For context regarding Ether ETF activity, consider that the State Street Energy Select Sector SPDR ETF (XLE US)— the predominant fund in America's energy sector — generates approximately $1.5 billion in average daily trading volume. This particular instrument provides exposure to a combined market capitalization exceeding $2 trillion through holdings in corporations including Exxon (XOM US), Chevron (CVX US), ConocoPhillips (COP US), The Williams Companies (WMB), and Kinder Morgan (KMI US).
Derivatives data and ETF capital flows suggest brewing recovery
Although strong institutional participation in Ether ETF markets represents an encouraging development, this alone cannot confirm that ETH derivatives demand trends bullish.
As of Wednesday, the annualized premium (basis rate) for ETH futures continued trading beneath the 5% neutral benchmark. This underwhelming appetite for leveraged bullish positions has persisted as a recurring pattern throughout the previous three months. Nevertheless, the metric has found stability around 3%, despite ETH reaching its weakest valuation in nine months. Such derivative market behavior reflects moderate durability, representing a favorable development for those holding Ether positions.
The declining price of Ether has pushed Ethereum's Total Value Locked (TVL) down to $54.2 billion, a substantial decrease from the $71.2 billion recorded one month earlier, based on DefiLlama statistics. Diminishing deposits within the network's smart contract infrastructure pose significant concerns, given that reduced transaction fees negatively impact the native staking rewards. Additionally, Ethereum's token supply burn mechanism continues to rely heavily on elevated demand for processing capacity on the blockchain.
Notwithstanding these deteriorating circumstances, user engagement with Ethereum decentralized applications (DApps) has shown consistent improvement throughout 2026.

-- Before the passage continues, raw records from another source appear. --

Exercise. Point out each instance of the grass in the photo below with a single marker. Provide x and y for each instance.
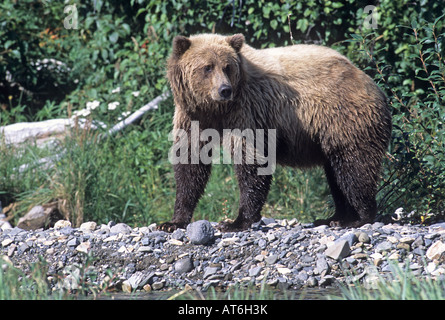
(127, 178)
(400, 284)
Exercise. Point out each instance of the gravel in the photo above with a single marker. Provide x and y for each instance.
(280, 253)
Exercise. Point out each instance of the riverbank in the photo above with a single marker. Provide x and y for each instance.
(282, 254)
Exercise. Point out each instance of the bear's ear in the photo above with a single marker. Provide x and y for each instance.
(236, 41)
(180, 46)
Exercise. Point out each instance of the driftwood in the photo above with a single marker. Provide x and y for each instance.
(45, 131)
(138, 114)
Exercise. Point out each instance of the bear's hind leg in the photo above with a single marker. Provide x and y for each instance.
(343, 210)
(353, 186)
(191, 180)
(253, 194)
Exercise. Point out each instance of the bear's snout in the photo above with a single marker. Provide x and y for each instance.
(225, 92)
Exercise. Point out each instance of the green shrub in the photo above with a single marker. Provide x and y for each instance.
(115, 60)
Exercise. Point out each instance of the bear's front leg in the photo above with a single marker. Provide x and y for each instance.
(253, 194)
(191, 180)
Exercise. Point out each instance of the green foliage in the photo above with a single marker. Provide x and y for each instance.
(115, 61)
(399, 284)
(415, 168)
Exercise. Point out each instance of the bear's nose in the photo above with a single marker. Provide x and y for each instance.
(225, 91)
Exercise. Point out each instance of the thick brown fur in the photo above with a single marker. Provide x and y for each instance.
(326, 112)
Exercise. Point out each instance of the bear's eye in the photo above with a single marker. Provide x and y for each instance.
(208, 68)
(227, 70)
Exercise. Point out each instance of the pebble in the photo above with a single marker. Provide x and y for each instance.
(184, 265)
(282, 254)
(200, 232)
(338, 250)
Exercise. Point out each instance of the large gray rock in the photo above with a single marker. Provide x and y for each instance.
(184, 265)
(200, 232)
(339, 250)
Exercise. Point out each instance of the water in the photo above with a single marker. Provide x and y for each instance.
(244, 294)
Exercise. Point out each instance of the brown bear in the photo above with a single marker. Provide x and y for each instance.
(324, 110)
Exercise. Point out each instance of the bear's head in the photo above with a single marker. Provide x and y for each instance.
(205, 69)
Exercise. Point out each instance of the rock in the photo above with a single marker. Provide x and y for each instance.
(200, 232)
(36, 218)
(120, 228)
(62, 224)
(312, 282)
(255, 271)
(139, 279)
(178, 234)
(322, 266)
(84, 247)
(262, 243)
(158, 285)
(73, 242)
(284, 270)
(184, 265)
(350, 237)
(272, 259)
(437, 228)
(436, 250)
(338, 250)
(7, 242)
(383, 246)
(88, 226)
(209, 271)
(363, 237)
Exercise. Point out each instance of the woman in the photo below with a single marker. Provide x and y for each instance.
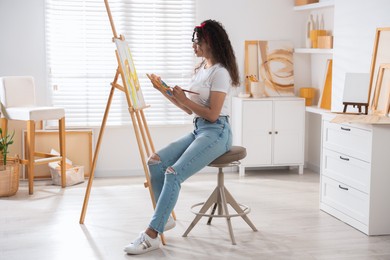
(211, 137)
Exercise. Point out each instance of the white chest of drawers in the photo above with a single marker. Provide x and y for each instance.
(355, 175)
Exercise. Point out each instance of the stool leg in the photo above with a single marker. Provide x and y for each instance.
(237, 208)
(212, 213)
(212, 199)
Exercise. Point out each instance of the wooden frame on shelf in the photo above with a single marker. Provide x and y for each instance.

Decentralized exchange (DEX) transaction volumes across the Ethereum blockchain on a weekly basis climbed to $20 billion, representing significant growth from the $9.8 billion figure recorded one month ago. This heightened network utilization pushed DApps revenue to $26.6 million during the seven-day period concluding Feb. 8, offering a robust signal of underlying ETH demand. Although Solana maintained its dominant position with $31.1 million in weekly DApps revenue, the distance separating these two blockchain networks continues to contract.

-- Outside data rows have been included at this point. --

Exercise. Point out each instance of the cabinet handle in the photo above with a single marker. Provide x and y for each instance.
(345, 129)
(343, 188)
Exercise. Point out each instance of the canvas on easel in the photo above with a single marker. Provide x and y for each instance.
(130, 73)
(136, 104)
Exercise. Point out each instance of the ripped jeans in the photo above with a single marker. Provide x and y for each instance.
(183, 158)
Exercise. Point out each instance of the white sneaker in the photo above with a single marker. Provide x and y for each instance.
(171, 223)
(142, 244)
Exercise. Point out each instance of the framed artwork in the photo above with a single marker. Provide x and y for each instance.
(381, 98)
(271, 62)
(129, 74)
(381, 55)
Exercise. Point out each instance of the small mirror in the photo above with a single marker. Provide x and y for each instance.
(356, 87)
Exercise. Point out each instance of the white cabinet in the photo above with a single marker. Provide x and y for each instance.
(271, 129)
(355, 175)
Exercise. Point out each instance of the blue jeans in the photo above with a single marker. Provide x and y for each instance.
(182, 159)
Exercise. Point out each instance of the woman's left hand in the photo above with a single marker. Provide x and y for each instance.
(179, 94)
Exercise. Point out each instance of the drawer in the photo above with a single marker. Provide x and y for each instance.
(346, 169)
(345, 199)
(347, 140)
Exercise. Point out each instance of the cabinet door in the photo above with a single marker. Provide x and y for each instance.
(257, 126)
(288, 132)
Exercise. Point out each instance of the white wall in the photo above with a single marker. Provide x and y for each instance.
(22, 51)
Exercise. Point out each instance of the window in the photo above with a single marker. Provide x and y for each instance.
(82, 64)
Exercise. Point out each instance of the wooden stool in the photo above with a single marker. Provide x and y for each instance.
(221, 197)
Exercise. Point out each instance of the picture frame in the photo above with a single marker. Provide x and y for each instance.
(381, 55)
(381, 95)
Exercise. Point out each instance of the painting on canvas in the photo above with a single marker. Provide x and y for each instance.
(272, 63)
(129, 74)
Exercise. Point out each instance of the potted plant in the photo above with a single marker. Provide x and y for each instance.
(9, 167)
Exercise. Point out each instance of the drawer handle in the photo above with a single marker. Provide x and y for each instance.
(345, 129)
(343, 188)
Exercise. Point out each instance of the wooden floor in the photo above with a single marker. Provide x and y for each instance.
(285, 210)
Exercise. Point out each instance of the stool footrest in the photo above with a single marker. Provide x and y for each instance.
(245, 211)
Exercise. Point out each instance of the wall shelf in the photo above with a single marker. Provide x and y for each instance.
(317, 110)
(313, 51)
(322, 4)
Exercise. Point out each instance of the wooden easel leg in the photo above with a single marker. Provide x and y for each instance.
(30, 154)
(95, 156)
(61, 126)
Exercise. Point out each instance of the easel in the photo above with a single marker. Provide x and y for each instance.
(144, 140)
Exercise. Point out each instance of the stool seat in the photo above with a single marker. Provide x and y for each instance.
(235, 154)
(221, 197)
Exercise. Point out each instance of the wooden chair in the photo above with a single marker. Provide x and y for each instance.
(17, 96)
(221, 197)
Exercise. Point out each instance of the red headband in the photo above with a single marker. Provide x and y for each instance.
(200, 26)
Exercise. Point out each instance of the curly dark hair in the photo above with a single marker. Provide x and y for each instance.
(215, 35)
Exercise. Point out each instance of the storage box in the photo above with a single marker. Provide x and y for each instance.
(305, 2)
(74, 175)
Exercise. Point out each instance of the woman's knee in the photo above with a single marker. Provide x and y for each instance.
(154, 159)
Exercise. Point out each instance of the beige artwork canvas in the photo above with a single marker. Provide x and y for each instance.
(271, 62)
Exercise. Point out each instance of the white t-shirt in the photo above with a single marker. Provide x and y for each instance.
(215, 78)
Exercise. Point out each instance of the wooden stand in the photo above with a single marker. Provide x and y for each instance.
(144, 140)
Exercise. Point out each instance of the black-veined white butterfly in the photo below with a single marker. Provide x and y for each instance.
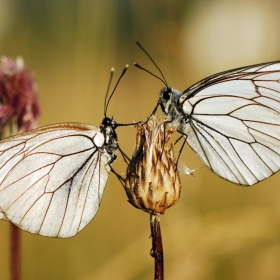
(52, 178)
(231, 120)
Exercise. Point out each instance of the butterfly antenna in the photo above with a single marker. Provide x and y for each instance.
(107, 103)
(107, 92)
(138, 66)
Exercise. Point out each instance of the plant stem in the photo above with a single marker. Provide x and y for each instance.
(15, 252)
(157, 249)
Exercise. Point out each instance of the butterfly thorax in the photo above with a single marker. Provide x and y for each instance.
(108, 127)
(169, 104)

Observers who concentrate exclusively on Ether's price movements overlook the reality that ETH onchain fundamentals and derivatives markets have demonstrated remarkable resilience, particularly given the resumption of capital inflows into Ether ETFs. Although several weeks may be necessary for market participants to completely restore their confidence, compelling evidence suggests that a short-term advance toward $2,400 remains within reach.